Haupt- und Nebenrollen waren meiner Meinung nach in allen Fällen gut bis sehr gut besetzt.
Ich finde, dass man für die Hauptrolle keinen Besseren als Russell Crowe hätte finden können.
Die Regie
*********
Warum erhielt Ron Howard die Auszeichnung \"Bester Film\" und \"beste Regie\"?
\"Apollo 13\" war Ron Howards erstes Werk, das auf wahren Begebenheiten basiert. Jetzt,
sieben Jahre später folgt \"A beautyful mind\". Der deutsche Untertitel lautet \"Zwischen Genie und Wahnsinn\". Der Film räumte 4 Golden Globes und 4 Oscars ab.
Zuerst nimmt John Nash den Kinozuschauer mit seinem extravaganten Wesen und seinem Sarkasmus ein. Dann stellt sich heraus, dass scheinbar reelle Bilder Nashs Fantasie entsprungen sind. In behutsamen Zeitsprüngen führt der Regisseur durch das Leben des genialen Mathematikers. Unterstützt werden diese Zeitsprünge durch eine sehr gute Maske.

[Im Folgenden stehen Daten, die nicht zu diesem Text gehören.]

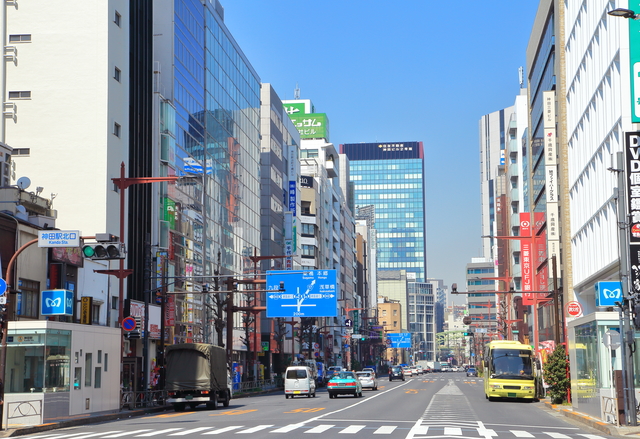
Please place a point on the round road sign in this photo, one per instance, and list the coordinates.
(574, 309)
(128, 324)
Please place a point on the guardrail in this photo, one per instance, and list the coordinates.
(148, 398)
(257, 386)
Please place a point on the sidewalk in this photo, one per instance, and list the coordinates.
(92, 418)
(606, 428)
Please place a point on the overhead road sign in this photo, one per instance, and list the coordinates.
(399, 339)
(310, 293)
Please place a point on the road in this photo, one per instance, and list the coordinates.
(438, 405)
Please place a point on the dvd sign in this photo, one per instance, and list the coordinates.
(632, 158)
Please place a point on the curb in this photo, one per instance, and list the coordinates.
(598, 424)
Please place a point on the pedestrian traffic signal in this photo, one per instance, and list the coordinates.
(104, 250)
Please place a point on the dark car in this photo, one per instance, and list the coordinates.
(396, 373)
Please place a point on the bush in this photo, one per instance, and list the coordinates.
(555, 375)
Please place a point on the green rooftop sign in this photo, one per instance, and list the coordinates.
(312, 126)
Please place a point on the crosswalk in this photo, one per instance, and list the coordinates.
(427, 431)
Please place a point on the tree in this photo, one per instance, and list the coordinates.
(555, 375)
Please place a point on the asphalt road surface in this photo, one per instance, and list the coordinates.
(437, 405)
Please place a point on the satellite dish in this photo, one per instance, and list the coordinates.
(24, 183)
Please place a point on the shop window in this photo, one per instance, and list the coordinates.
(88, 366)
(97, 382)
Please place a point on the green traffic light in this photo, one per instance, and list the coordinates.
(88, 251)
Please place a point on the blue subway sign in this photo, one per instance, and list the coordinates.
(309, 293)
(57, 303)
(608, 293)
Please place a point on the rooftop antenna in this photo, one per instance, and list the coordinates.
(521, 75)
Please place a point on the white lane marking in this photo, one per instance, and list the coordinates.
(385, 429)
(520, 433)
(286, 428)
(155, 433)
(320, 428)
(193, 430)
(254, 429)
(352, 429)
(224, 429)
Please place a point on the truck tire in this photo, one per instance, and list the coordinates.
(213, 405)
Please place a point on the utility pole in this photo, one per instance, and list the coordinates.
(625, 322)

Ich finde es sehr rührend, wie der Nobelpreis-Gewinner zum Schluß seine Frau durch seine Rede ehrt. Ich musste ein paar Tränchen verdrücken an dieser Stelle. Er merkte, dass es noch etwas anderes außer der Mathematik gab, das ihm etwas bedeutete. So wird der Regisseur auch den Romantikern unter uns gerecht.
Ein Großteil der bezeichneten Personen leben noch. So muß der Film eine richtige Herausforderung für Schauspieler und Regisseur geworden sein.

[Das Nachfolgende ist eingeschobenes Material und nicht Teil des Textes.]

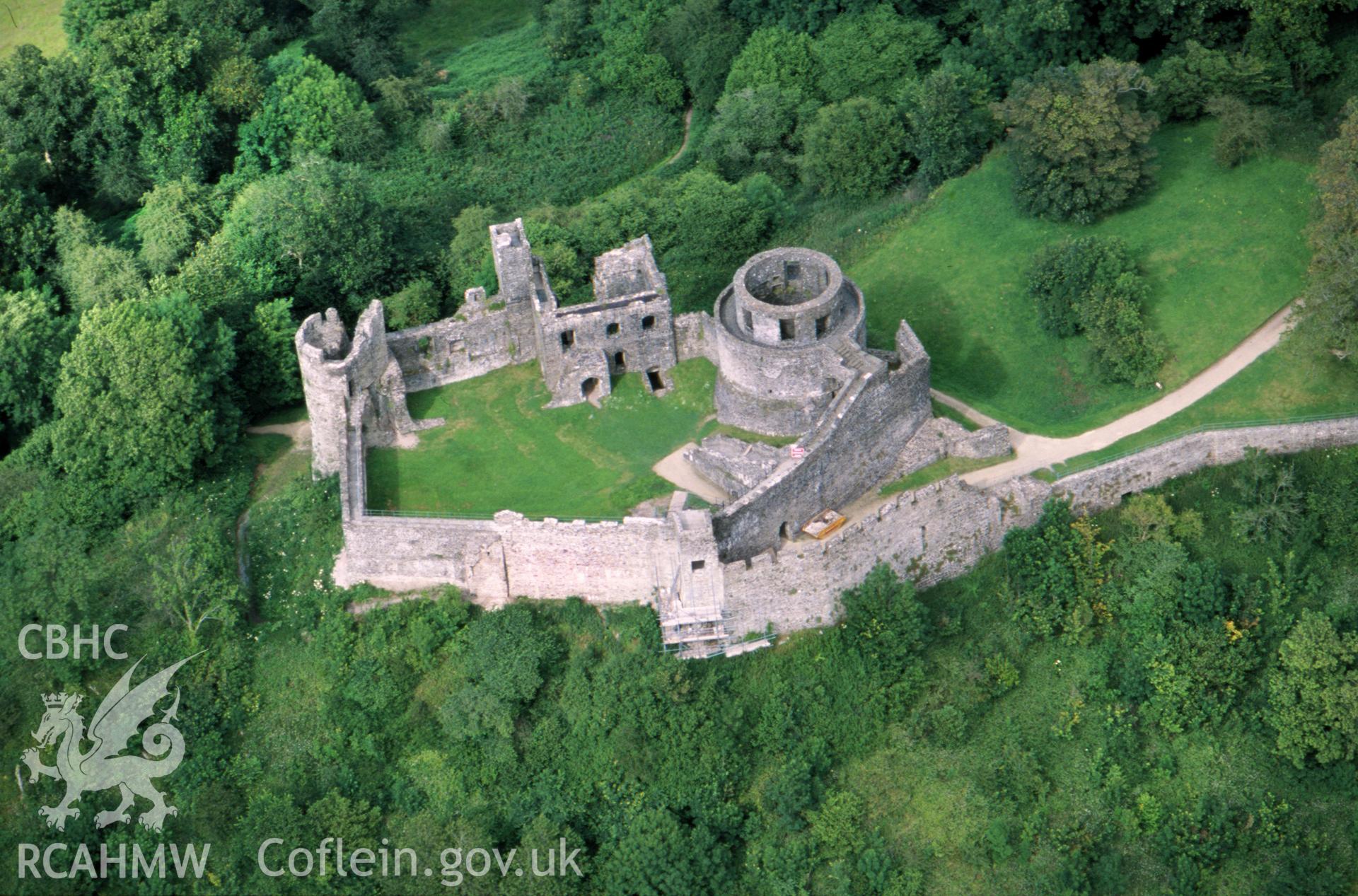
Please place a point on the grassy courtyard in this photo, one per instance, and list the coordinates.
(35, 22)
(1222, 250)
(500, 448)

Obwohl das Drehbuch sehr nah an der Wirklichkeit ist, vermag es jedoch nicht Nashs Theorien verständlich darzulegen. Das ist leider auch Sylvia Sasar, die die zugrundeliegende Biographie (Auf den fremden Meeren des Denkens) geschrieben hat, nicht wirklich gelungen.
Kurz: Ron Howards trifft den Nerv der konservativen Jurie und des Publikums.
Die Filmmusik
************
James Horner, der auch schon die Filmmusik zu \"Titanic\" schrieb, bevorzugt bei \"A beautyful mind\" klassische Untermalung. Klavier, Streicher und weiblicher Gesang spielen eine große Rolle. Seine stimmungsvolle Musik unterstreicht den Charakter des Filmes optimal. Zu einem Filmpreis für \"Die beste Filmmusik\" reicht es jedoch nicht, denn an manchen Stellen hat er vielleicht ein bisschen dick aufgetragen, wobei an anderer Stelle das gewisse Etwas fehlt. Alles in allem möchte ich die Filmmusik als sanft und ruhig bezeichnen.
Buch-Adaption
*************
Auch dafür erhielt der Regiesseur einen Preis. Dabei kam es schon im Vorfeld zu Kritik.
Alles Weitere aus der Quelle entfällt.